Dell’s announcement they are going to exit the Smartphone business – for the second or possibly even third time – comes on the same day Nielsen release a survey showing smartphones are now the bulk of US mobile phone purchases.
For Dell this shows the problem they have in being locked into the commodity PC business, what was once a lucrative business is now suffering softening margins and slowing sales. In desperation they are looking to other product lines but struggle to differentiate themselves in other markets.
The difficulties of doing this in the smartphone sector is shown in Nielsen’s analysis of what phones are selling.
Of those sold in the last three months, a whopping 43% were Apple products while 48% were Google Android devices.
Even more frightening in those Nielsen figures is Blackberry’s collapse where the Canadian product has 12% of the market but only 5% of sales in recent months. It’s little wonder Blackberry’s owner RIM is laying off senior managers.

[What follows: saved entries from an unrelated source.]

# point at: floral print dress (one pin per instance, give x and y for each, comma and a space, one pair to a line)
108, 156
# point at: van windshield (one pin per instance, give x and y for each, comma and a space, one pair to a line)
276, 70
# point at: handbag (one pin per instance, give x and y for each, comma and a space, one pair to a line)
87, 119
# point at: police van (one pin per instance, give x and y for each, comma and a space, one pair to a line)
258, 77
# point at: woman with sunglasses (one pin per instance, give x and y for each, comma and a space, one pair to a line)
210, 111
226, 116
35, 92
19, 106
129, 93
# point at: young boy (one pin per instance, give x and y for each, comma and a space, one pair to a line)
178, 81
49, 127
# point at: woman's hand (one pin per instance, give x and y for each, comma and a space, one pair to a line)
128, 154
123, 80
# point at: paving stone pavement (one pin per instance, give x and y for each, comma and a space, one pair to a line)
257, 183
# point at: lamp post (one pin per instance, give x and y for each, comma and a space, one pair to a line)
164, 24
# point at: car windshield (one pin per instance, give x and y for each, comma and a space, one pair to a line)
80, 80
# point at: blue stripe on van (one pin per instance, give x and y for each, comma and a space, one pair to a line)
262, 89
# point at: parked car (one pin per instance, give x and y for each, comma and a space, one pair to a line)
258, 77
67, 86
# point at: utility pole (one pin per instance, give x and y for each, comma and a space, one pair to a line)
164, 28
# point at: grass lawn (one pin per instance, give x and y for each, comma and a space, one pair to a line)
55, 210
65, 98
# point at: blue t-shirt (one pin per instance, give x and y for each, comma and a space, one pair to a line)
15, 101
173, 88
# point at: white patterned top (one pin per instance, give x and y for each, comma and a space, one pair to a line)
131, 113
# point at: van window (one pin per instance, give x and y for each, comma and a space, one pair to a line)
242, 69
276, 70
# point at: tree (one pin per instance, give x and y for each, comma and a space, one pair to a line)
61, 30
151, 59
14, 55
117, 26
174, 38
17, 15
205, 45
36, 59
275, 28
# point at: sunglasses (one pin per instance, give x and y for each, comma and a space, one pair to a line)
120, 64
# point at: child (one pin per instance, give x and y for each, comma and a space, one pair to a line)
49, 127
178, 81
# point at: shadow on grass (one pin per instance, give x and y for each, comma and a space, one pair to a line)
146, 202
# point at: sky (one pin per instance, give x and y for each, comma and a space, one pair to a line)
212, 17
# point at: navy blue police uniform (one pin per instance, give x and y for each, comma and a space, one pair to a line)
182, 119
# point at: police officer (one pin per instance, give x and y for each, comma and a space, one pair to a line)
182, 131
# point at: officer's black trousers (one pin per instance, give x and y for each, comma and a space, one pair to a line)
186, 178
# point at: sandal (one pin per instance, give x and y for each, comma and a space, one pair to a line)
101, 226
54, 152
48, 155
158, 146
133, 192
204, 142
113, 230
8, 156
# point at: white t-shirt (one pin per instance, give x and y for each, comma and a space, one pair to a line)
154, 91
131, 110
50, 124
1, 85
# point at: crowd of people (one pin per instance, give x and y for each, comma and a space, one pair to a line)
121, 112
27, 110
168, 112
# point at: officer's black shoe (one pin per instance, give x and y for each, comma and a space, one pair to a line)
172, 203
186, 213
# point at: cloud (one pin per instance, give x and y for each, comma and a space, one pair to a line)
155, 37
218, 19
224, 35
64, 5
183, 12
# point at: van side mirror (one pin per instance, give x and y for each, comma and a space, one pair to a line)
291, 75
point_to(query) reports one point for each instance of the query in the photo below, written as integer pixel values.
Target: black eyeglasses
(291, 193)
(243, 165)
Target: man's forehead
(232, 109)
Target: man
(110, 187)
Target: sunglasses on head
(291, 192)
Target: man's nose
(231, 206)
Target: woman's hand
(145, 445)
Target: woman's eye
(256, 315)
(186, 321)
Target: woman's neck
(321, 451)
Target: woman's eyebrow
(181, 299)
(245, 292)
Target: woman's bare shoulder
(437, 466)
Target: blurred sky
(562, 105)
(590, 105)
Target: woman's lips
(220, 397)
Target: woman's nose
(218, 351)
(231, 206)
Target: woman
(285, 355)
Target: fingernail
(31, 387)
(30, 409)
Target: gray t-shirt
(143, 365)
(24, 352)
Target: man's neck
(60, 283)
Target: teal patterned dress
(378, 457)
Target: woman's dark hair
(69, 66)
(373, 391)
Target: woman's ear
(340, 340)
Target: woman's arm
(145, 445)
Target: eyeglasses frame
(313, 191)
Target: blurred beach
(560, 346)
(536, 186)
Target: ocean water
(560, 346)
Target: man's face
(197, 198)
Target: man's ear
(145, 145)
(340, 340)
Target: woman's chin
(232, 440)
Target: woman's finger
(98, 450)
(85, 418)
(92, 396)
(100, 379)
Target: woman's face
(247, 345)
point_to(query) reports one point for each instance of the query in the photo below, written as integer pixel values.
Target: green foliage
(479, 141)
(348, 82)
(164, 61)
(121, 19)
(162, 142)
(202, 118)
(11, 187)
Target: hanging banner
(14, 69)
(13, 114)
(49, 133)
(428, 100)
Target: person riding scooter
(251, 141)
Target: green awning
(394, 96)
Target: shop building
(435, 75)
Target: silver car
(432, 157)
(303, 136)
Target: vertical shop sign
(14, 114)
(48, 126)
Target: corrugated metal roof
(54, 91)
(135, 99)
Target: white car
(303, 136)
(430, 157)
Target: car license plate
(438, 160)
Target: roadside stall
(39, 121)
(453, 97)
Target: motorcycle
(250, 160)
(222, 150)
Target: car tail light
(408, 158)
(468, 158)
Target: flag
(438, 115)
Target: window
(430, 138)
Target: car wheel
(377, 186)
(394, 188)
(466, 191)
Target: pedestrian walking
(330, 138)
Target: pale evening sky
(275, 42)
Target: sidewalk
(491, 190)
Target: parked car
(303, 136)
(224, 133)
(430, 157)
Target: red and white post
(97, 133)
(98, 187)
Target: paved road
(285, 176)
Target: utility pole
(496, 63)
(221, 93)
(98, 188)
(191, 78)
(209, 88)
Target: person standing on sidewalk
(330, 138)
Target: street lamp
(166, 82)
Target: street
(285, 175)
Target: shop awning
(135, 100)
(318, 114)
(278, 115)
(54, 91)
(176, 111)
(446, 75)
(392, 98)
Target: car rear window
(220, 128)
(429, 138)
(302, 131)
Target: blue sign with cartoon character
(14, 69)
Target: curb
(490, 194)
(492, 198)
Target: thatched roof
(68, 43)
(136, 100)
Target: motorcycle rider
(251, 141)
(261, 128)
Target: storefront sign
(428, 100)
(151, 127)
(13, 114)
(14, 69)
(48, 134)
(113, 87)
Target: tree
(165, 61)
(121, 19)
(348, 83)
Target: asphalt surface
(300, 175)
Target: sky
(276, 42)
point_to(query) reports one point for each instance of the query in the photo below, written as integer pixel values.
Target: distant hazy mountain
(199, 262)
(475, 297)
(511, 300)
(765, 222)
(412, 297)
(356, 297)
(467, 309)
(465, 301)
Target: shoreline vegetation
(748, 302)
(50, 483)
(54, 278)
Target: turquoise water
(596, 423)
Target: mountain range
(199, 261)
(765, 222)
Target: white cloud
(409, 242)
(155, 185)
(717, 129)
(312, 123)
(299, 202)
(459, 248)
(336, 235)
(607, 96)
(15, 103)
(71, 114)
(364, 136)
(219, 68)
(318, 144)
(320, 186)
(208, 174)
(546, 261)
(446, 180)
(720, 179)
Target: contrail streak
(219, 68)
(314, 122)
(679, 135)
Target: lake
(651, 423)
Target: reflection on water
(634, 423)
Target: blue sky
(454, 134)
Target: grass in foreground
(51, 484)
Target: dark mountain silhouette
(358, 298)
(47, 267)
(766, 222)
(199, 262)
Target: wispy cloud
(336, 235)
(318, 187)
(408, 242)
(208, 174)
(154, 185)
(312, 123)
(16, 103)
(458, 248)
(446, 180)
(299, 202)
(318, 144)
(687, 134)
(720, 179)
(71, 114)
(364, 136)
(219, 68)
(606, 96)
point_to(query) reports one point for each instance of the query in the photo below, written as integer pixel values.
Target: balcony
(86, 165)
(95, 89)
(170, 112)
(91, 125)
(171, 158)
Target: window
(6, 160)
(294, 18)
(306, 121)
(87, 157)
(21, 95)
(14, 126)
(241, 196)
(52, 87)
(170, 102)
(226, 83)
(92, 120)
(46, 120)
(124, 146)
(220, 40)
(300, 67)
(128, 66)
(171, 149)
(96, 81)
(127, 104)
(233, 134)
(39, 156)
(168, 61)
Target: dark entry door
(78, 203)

For Microsoft, that only 4% of phones were “other” than Android, Apple or RIM show just how tough the task of selling Windows Phone is going to be, something that won’t be helped with dumb marketing stunts.
Google’s apparent success in mobile isn’t all that it seems either; while the Android platform has nearly half the smartphone market it doesn’t appear to be particularly profitable.
The Guardian’s Charles Arthur looked at a number of legal cases involving Google’s mobile patents and extrapolated the claimed damages to get an estimate of how much Google earns from Android.
Arthur estimates Android has earned Google $543 million dollars between 2008 and 2011 which, given Google’s mobile revenues last year were claimed to be $2.5 billion last year, indicates Google makes more money from Apple devices than it does from its own products.
While Arthur’s estimates are debatable, they show how Apple’s profits dominate the smartphone market. Google, like Dell in computers, are locked into the commodity, low margin end of the market.
Just as Dell have learned that entering new markets doesn’t guarantee success, Google may have to learn the same lesson.
To be fair to Google, at least management are aware of being too dependent upon one major source of revenue.
Whether mobile services built around the Android platform can provide an alternative cashflow of similar size to their web advertising services remains to be seen.